What was the long-term success rate (positive overbite ≥1 year post-op) for surgical open bite treatment according to Greenlee et al. (2011)?
A. 60% B. 70% C. 82% D. 90%
✅ Answer: C. 82% 🩺 Explanation: The meta-analysis reported an 82% success rate for surgical interventions and 75% for nonsurgical treatment in maintaining positive overbite.
5.
During open bite correction, which factor most increases the risk of relapse due to soft tissue and muscular tension?
A. Steep mandibular plane angle B. Reduced condylar height C. Excessive mandibular closing rotation (>4°) D. Small gonial angle
✅ Answer: C. Excessive mandibular closing rotation (>4°) 🩺 Explanation: Over-rotation increases muscular stretch and pterygoid tension, contributing to relapse (Fontes et al., 2012).
6.
Which postoperative protocol demonstrated the most favorable stability outcomes in bimaxillary surgery cases?
A. 8-week maxillomandibular fixation B. 1–3 weeks of MMF C. No MMF with early mobilization D. Rigid fixation followed by elastic traction
✅ Answer: C. No MMF with early mobilization 🩺 Explanation: Fischer et al. (2000) found the most stable overbite in patients without MMF, suggesting early mobilization promotes muscle adaptation and healing.
7.
In mandibular-only surgery for open bite, approximately what percentage of surgical closing rotation is typically lost long-term?

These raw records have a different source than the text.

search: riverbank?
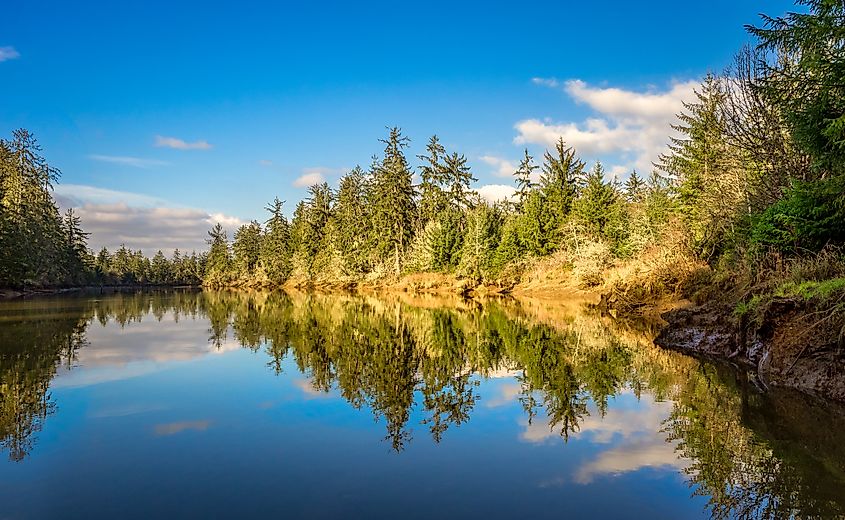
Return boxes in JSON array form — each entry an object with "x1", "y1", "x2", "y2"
[{"x1": 0, "y1": 285, "x2": 202, "y2": 300}]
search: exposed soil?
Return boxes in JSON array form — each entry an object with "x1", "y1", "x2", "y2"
[{"x1": 655, "y1": 298, "x2": 845, "y2": 401}]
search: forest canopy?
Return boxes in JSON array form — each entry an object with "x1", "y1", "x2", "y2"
[{"x1": 0, "y1": 0, "x2": 845, "y2": 288}]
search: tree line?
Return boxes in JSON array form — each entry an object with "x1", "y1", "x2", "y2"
[
  {"x1": 205, "y1": 0, "x2": 845, "y2": 285},
  {"x1": 0, "y1": 0, "x2": 845, "y2": 287}
]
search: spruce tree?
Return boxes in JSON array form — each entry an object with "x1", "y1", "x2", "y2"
[
  {"x1": 574, "y1": 162, "x2": 617, "y2": 235},
  {"x1": 204, "y1": 222, "x2": 231, "y2": 286},
  {"x1": 513, "y1": 148, "x2": 538, "y2": 211},
  {"x1": 334, "y1": 166, "x2": 373, "y2": 274},
  {"x1": 259, "y1": 197, "x2": 292, "y2": 285},
  {"x1": 417, "y1": 135, "x2": 447, "y2": 229},
  {"x1": 372, "y1": 127, "x2": 415, "y2": 275},
  {"x1": 540, "y1": 138, "x2": 584, "y2": 242}
]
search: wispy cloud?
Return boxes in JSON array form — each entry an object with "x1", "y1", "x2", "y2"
[
  {"x1": 88, "y1": 154, "x2": 170, "y2": 168},
  {"x1": 293, "y1": 172, "x2": 326, "y2": 188},
  {"x1": 55, "y1": 184, "x2": 246, "y2": 255},
  {"x1": 293, "y1": 166, "x2": 343, "y2": 188},
  {"x1": 531, "y1": 78, "x2": 560, "y2": 88},
  {"x1": 0, "y1": 46, "x2": 21, "y2": 62},
  {"x1": 155, "y1": 135, "x2": 212, "y2": 150},
  {"x1": 475, "y1": 184, "x2": 516, "y2": 204},
  {"x1": 514, "y1": 78, "x2": 698, "y2": 171},
  {"x1": 155, "y1": 420, "x2": 211, "y2": 436},
  {"x1": 479, "y1": 155, "x2": 516, "y2": 177}
]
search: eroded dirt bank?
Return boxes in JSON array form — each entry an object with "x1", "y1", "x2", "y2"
[{"x1": 655, "y1": 298, "x2": 845, "y2": 401}]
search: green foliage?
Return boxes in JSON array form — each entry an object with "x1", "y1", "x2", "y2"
[
  {"x1": 573, "y1": 162, "x2": 619, "y2": 235},
  {"x1": 775, "y1": 278, "x2": 845, "y2": 300},
  {"x1": 370, "y1": 127, "x2": 416, "y2": 275},
  {"x1": 513, "y1": 148, "x2": 539, "y2": 211},
  {"x1": 748, "y1": 0, "x2": 845, "y2": 175},
  {"x1": 258, "y1": 197, "x2": 293, "y2": 285},
  {"x1": 459, "y1": 204, "x2": 502, "y2": 280},
  {"x1": 751, "y1": 178, "x2": 845, "y2": 254}
]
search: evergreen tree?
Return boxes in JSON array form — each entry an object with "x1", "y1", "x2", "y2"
[
  {"x1": 150, "y1": 249, "x2": 171, "y2": 285},
  {"x1": 259, "y1": 197, "x2": 292, "y2": 285},
  {"x1": 574, "y1": 162, "x2": 617, "y2": 235},
  {"x1": 540, "y1": 138, "x2": 584, "y2": 242},
  {"x1": 232, "y1": 220, "x2": 262, "y2": 276},
  {"x1": 746, "y1": 0, "x2": 845, "y2": 175},
  {"x1": 625, "y1": 170, "x2": 645, "y2": 202},
  {"x1": 372, "y1": 127, "x2": 415, "y2": 275},
  {"x1": 203, "y1": 222, "x2": 231, "y2": 287},
  {"x1": 459, "y1": 204, "x2": 501, "y2": 281},
  {"x1": 443, "y1": 153, "x2": 478, "y2": 210},
  {"x1": 334, "y1": 166, "x2": 373, "y2": 274},
  {"x1": 417, "y1": 135, "x2": 447, "y2": 228},
  {"x1": 513, "y1": 148, "x2": 538, "y2": 211}
]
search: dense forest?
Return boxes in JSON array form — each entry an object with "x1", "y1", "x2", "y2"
[
  {"x1": 6, "y1": 291, "x2": 845, "y2": 518},
  {"x1": 0, "y1": 0, "x2": 845, "y2": 298}
]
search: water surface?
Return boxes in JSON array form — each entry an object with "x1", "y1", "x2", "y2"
[{"x1": 0, "y1": 291, "x2": 845, "y2": 518}]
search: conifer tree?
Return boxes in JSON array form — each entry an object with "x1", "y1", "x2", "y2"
[
  {"x1": 574, "y1": 162, "x2": 617, "y2": 235},
  {"x1": 203, "y1": 222, "x2": 231, "y2": 286},
  {"x1": 232, "y1": 220, "x2": 262, "y2": 276},
  {"x1": 746, "y1": 0, "x2": 845, "y2": 177},
  {"x1": 334, "y1": 166, "x2": 373, "y2": 274},
  {"x1": 540, "y1": 138, "x2": 584, "y2": 242},
  {"x1": 259, "y1": 197, "x2": 292, "y2": 285},
  {"x1": 513, "y1": 148, "x2": 538, "y2": 211},
  {"x1": 625, "y1": 170, "x2": 645, "y2": 202},
  {"x1": 372, "y1": 127, "x2": 415, "y2": 275},
  {"x1": 417, "y1": 135, "x2": 447, "y2": 229},
  {"x1": 443, "y1": 153, "x2": 478, "y2": 211}
]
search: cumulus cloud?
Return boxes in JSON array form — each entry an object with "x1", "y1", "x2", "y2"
[
  {"x1": 293, "y1": 166, "x2": 343, "y2": 188},
  {"x1": 0, "y1": 46, "x2": 21, "y2": 62},
  {"x1": 514, "y1": 78, "x2": 698, "y2": 171},
  {"x1": 293, "y1": 172, "x2": 326, "y2": 188},
  {"x1": 531, "y1": 78, "x2": 560, "y2": 88},
  {"x1": 55, "y1": 184, "x2": 245, "y2": 255},
  {"x1": 155, "y1": 135, "x2": 211, "y2": 150},
  {"x1": 154, "y1": 420, "x2": 211, "y2": 436},
  {"x1": 88, "y1": 154, "x2": 170, "y2": 168},
  {"x1": 479, "y1": 155, "x2": 517, "y2": 177},
  {"x1": 475, "y1": 184, "x2": 516, "y2": 204}
]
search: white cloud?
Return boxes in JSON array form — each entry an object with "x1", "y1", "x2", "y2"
[
  {"x1": 153, "y1": 420, "x2": 211, "y2": 436},
  {"x1": 531, "y1": 78, "x2": 560, "y2": 88},
  {"x1": 55, "y1": 184, "x2": 246, "y2": 255},
  {"x1": 514, "y1": 78, "x2": 698, "y2": 171},
  {"x1": 575, "y1": 435, "x2": 688, "y2": 484},
  {"x1": 88, "y1": 154, "x2": 170, "y2": 168},
  {"x1": 479, "y1": 155, "x2": 517, "y2": 177},
  {"x1": 293, "y1": 172, "x2": 326, "y2": 188},
  {"x1": 475, "y1": 184, "x2": 516, "y2": 204},
  {"x1": 54, "y1": 184, "x2": 167, "y2": 208},
  {"x1": 0, "y1": 46, "x2": 21, "y2": 62},
  {"x1": 293, "y1": 166, "x2": 343, "y2": 188},
  {"x1": 155, "y1": 135, "x2": 211, "y2": 150}
]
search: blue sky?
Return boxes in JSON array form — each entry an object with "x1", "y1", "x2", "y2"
[{"x1": 0, "y1": 0, "x2": 793, "y2": 250}]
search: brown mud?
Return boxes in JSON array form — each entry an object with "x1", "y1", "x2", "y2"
[{"x1": 655, "y1": 298, "x2": 845, "y2": 401}]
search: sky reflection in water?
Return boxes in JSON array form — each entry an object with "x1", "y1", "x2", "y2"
[{"x1": 0, "y1": 293, "x2": 845, "y2": 518}]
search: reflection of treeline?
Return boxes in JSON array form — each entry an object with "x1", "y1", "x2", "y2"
[
  {"x1": 0, "y1": 302, "x2": 90, "y2": 461},
  {"x1": 207, "y1": 293, "x2": 632, "y2": 449},
  {"x1": 0, "y1": 291, "x2": 845, "y2": 518},
  {"x1": 664, "y1": 363, "x2": 845, "y2": 518}
]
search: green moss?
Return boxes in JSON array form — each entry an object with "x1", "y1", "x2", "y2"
[
  {"x1": 734, "y1": 294, "x2": 763, "y2": 318},
  {"x1": 775, "y1": 278, "x2": 845, "y2": 300}
]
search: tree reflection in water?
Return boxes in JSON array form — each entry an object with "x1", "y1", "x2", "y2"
[{"x1": 0, "y1": 291, "x2": 845, "y2": 518}]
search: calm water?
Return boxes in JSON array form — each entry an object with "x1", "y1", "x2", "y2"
[{"x1": 0, "y1": 292, "x2": 845, "y2": 519}]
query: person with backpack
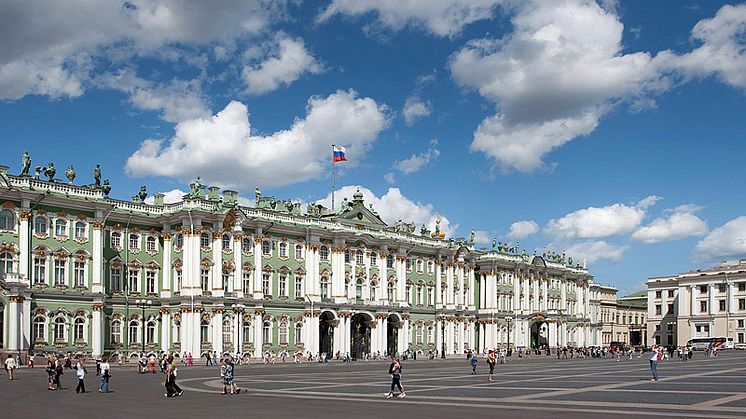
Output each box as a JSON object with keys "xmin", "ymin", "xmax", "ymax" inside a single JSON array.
[{"xmin": 386, "ymin": 358, "xmax": 407, "ymax": 399}]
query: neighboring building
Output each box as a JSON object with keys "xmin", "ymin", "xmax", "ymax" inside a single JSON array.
[
  {"xmin": 0, "ymin": 162, "xmax": 600, "ymax": 358},
  {"xmin": 647, "ymin": 260, "xmax": 746, "ymax": 345}
]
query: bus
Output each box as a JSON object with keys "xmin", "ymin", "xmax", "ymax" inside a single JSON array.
[{"xmin": 686, "ymin": 336, "xmax": 734, "ymax": 351}]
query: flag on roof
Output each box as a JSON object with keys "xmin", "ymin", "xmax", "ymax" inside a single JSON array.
[{"xmin": 332, "ymin": 145, "xmax": 347, "ymax": 163}]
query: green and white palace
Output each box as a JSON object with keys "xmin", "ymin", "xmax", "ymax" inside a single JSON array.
[{"xmin": 0, "ymin": 161, "xmax": 601, "ymax": 358}]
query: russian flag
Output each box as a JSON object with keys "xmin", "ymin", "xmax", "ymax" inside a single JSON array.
[{"xmin": 332, "ymin": 145, "xmax": 347, "ymax": 163}]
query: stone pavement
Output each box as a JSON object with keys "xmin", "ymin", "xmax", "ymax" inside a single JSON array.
[{"xmin": 0, "ymin": 351, "xmax": 746, "ymax": 418}]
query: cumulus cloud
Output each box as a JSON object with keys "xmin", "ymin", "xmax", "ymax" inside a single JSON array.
[
  {"xmin": 657, "ymin": 4, "xmax": 746, "ymax": 88},
  {"xmin": 317, "ymin": 185, "xmax": 458, "ymax": 236},
  {"xmin": 317, "ymin": 0, "xmax": 501, "ymax": 36},
  {"xmin": 125, "ymin": 90, "xmax": 389, "ymax": 190},
  {"xmin": 544, "ymin": 195, "xmax": 660, "ymax": 240},
  {"xmin": 402, "ymin": 96, "xmax": 433, "ymax": 127},
  {"xmin": 694, "ymin": 216, "xmax": 746, "ymax": 262},
  {"xmin": 632, "ymin": 205, "xmax": 708, "ymax": 243},
  {"xmin": 394, "ymin": 140, "xmax": 440, "ymax": 175},
  {"xmin": 241, "ymin": 34, "xmax": 322, "ymax": 95},
  {"xmin": 507, "ymin": 220, "xmax": 539, "ymax": 240},
  {"xmin": 0, "ymin": 0, "xmax": 285, "ymax": 100},
  {"xmin": 450, "ymin": 0, "xmax": 666, "ymax": 172}
]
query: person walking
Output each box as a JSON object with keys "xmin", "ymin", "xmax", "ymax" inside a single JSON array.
[
  {"xmin": 98, "ymin": 357, "xmax": 111, "ymax": 393},
  {"xmin": 487, "ymin": 349, "xmax": 497, "ymax": 383},
  {"xmin": 386, "ymin": 358, "xmax": 407, "ymax": 399},
  {"xmin": 5, "ymin": 354, "xmax": 18, "ymax": 380},
  {"xmin": 650, "ymin": 348, "xmax": 663, "ymax": 382},
  {"xmin": 75, "ymin": 357, "xmax": 86, "ymax": 393}
]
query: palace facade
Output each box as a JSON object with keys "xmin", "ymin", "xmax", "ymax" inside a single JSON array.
[{"xmin": 0, "ymin": 165, "xmax": 601, "ymax": 358}]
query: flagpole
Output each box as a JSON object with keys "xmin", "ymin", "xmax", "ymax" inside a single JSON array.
[{"xmin": 332, "ymin": 144, "xmax": 336, "ymax": 212}]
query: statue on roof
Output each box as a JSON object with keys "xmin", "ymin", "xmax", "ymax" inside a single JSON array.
[
  {"xmin": 93, "ymin": 164, "xmax": 101, "ymax": 188},
  {"xmin": 65, "ymin": 164, "xmax": 76, "ymax": 185},
  {"xmin": 21, "ymin": 151, "xmax": 31, "ymax": 176}
]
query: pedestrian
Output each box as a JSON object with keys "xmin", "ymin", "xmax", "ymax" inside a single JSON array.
[
  {"xmin": 386, "ymin": 358, "xmax": 407, "ymax": 399},
  {"xmin": 5, "ymin": 354, "xmax": 18, "ymax": 380},
  {"xmin": 98, "ymin": 357, "xmax": 111, "ymax": 393},
  {"xmin": 487, "ymin": 350, "xmax": 497, "ymax": 383},
  {"xmin": 75, "ymin": 357, "xmax": 86, "ymax": 393},
  {"xmin": 650, "ymin": 348, "xmax": 663, "ymax": 382}
]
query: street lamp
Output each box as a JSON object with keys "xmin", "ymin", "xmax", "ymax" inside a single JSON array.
[{"xmin": 135, "ymin": 298, "xmax": 153, "ymax": 356}]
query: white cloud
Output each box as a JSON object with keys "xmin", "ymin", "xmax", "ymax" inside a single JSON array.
[
  {"xmin": 694, "ymin": 216, "xmax": 746, "ymax": 262},
  {"xmin": 565, "ymin": 240, "xmax": 627, "ymax": 263},
  {"xmin": 125, "ymin": 90, "xmax": 388, "ymax": 190},
  {"xmin": 317, "ymin": 0, "xmax": 501, "ymax": 36},
  {"xmin": 656, "ymin": 4, "xmax": 746, "ymax": 88},
  {"xmin": 544, "ymin": 196, "xmax": 660, "ymax": 239},
  {"xmin": 317, "ymin": 185, "xmax": 458, "ymax": 236},
  {"xmin": 450, "ymin": 0, "xmax": 665, "ymax": 172},
  {"xmin": 402, "ymin": 96, "xmax": 433, "ymax": 127},
  {"xmin": 0, "ymin": 0, "xmax": 284, "ymax": 99},
  {"xmin": 394, "ymin": 140, "xmax": 440, "ymax": 175},
  {"xmin": 241, "ymin": 35, "xmax": 322, "ymax": 95},
  {"xmin": 632, "ymin": 205, "xmax": 708, "ymax": 243},
  {"xmin": 507, "ymin": 220, "xmax": 539, "ymax": 240}
]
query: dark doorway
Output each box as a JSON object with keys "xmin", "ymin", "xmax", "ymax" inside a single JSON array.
[
  {"xmin": 319, "ymin": 311, "xmax": 334, "ymax": 357},
  {"xmin": 386, "ymin": 314, "xmax": 399, "ymax": 356},
  {"xmin": 350, "ymin": 313, "xmax": 372, "ymax": 360},
  {"xmin": 531, "ymin": 321, "xmax": 549, "ymax": 348}
]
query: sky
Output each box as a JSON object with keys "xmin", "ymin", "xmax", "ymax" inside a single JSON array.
[{"xmin": 0, "ymin": 0, "xmax": 746, "ymax": 295}]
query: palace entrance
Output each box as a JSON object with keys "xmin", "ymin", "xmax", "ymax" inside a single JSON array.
[
  {"xmin": 531, "ymin": 320, "xmax": 549, "ymax": 349},
  {"xmin": 350, "ymin": 313, "xmax": 373, "ymax": 360},
  {"xmin": 319, "ymin": 311, "xmax": 335, "ymax": 357},
  {"xmin": 386, "ymin": 314, "xmax": 399, "ymax": 356}
]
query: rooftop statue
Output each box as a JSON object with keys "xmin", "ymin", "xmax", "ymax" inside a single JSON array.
[
  {"xmin": 93, "ymin": 164, "xmax": 101, "ymax": 188},
  {"xmin": 21, "ymin": 151, "xmax": 31, "ymax": 176},
  {"xmin": 65, "ymin": 164, "xmax": 77, "ymax": 185}
]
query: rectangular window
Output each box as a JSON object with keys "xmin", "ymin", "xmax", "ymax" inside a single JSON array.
[{"xmin": 145, "ymin": 271, "xmax": 155, "ymax": 294}]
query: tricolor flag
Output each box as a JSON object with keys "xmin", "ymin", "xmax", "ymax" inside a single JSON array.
[{"xmin": 332, "ymin": 145, "xmax": 347, "ymax": 163}]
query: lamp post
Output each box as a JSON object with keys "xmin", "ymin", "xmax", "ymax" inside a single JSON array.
[{"xmin": 135, "ymin": 298, "xmax": 153, "ymax": 356}]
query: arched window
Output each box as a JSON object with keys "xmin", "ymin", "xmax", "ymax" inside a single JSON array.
[
  {"xmin": 0, "ymin": 252, "xmax": 15, "ymax": 276},
  {"xmin": 199, "ymin": 320, "xmax": 211, "ymax": 342},
  {"xmin": 241, "ymin": 237, "xmax": 254, "ymax": 253},
  {"xmin": 54, "ymin": 317, "xmax": 65, "ymax": 342},
  {"xmin": 280, "ymin": 322, "xmax": 288, "ymax": 344},
  {"xmin": 34, "ymin": 215, "xmax": 49, "ymax": 235},
  {"xmin": 262, "ymin": 320, "xmax": 272, "ymax": 345},
  {"xmin": 75, "ymin": 221, "xmax": 86, "ymax": 240},
  {"xmin": 54, "ymin": 218, "xmax": 67, "ymax": 237},
  {"xmin": 295, "ymin": 322, "xmax": 303, "ymax": 345},
  {"xmin": 199, "ymin": 233, "xmax": 210, "ymax": 249},
  {"xmin": 321, "ymin": 275, "xmax": 329, "ymax": 298},
  {"xmin": 0, "ymin": 209, "xmax": 16, "ymax": 230},
  {"xmin": 145, "ymin": 236, "xmax": 158, "ymax": 253},
  {"xmin": 145, "ymin": 320, "xmax": 156, "ymax": 344},
  {"xmin": 33, "ymin": 316, "xmax": 47, "ymax": 342},
  {"xmin": 111, "ymin": 320, "xmax": 122, "ymax": 344},
  {"xmin": 223, "ymin": 319, "xmax": 233, "ymax": 343},
  {"xmin": 110, "ymin": 231, "xmax": 122, "ymax": 249},
  {"xmin": 129, "ymin": 320, "xmax": 140, "ymax": 343},
  {"xmin": 242, "ymin": 322, "xmax": 254, "ymax": 343},
  {"xmin": 73, "ymin": 317, "xmax": 85, "ymax": 342}
]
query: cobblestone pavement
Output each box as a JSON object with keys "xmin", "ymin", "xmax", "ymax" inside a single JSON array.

A. 10% B. 30% C. 60% D. 80%
✅ Answer: C. 60% 🩺 Explanation: Fontes et al. (2012) reported that about 60% of the mandibular closing rotation achieved at surgery was lost, yet functional overlap was maintained.
8.
Which cephalometric parameter was significantly correlated with open bite relapse post-surgery?
A. ANB angle B. SN–ML angle (mandibular plane angle) C. U1–L1 interincisal angle D. SNA angle
✅ Answer: B. SN–ML angle 🩺 Explanation: Increased mandibular plane angles are associated with vertical skeletal patterns that predispose to relapse (Fischer et al., 2000).
9.
Why might mandibular-only BSSO be preferred over maxillary impaction surgery in some open bite cases?
A. It allows greater anterior movement of the maxilla B. It produces fewer unfavorable nasal and upper lip changes C. It reduces operation time by half D. It eliminates the need for orthodontic finishing
✅ Answer: B. It produces fewer unfavorable nasal and upper lip changes 🩺 Explanation: Fontes et al. (2012) noted mandibular-only correction avoids side effects like nasal widening, upper lip thinning, and excessive gingival display.
10.
Which of the following best summarizes the long-term evidence on open bite surgical stability?
A. Relapse is inevitable due to vertical muscle pull. B. Only bimaxillary surgery yields stable results. C. Both surgical and nonsurgical approaches show >75% long-term stability. D. Stability depends only on orthodontic retention.
✅ Answer: C. Both surgical and nonsurgical approaches show >75% long-term stability. 🩺 Explanation: Greenlee et al. (2011) meta-analysis found 82% stability for surgical and 75% for nonsurgical corrections at ≥1-year follow-up.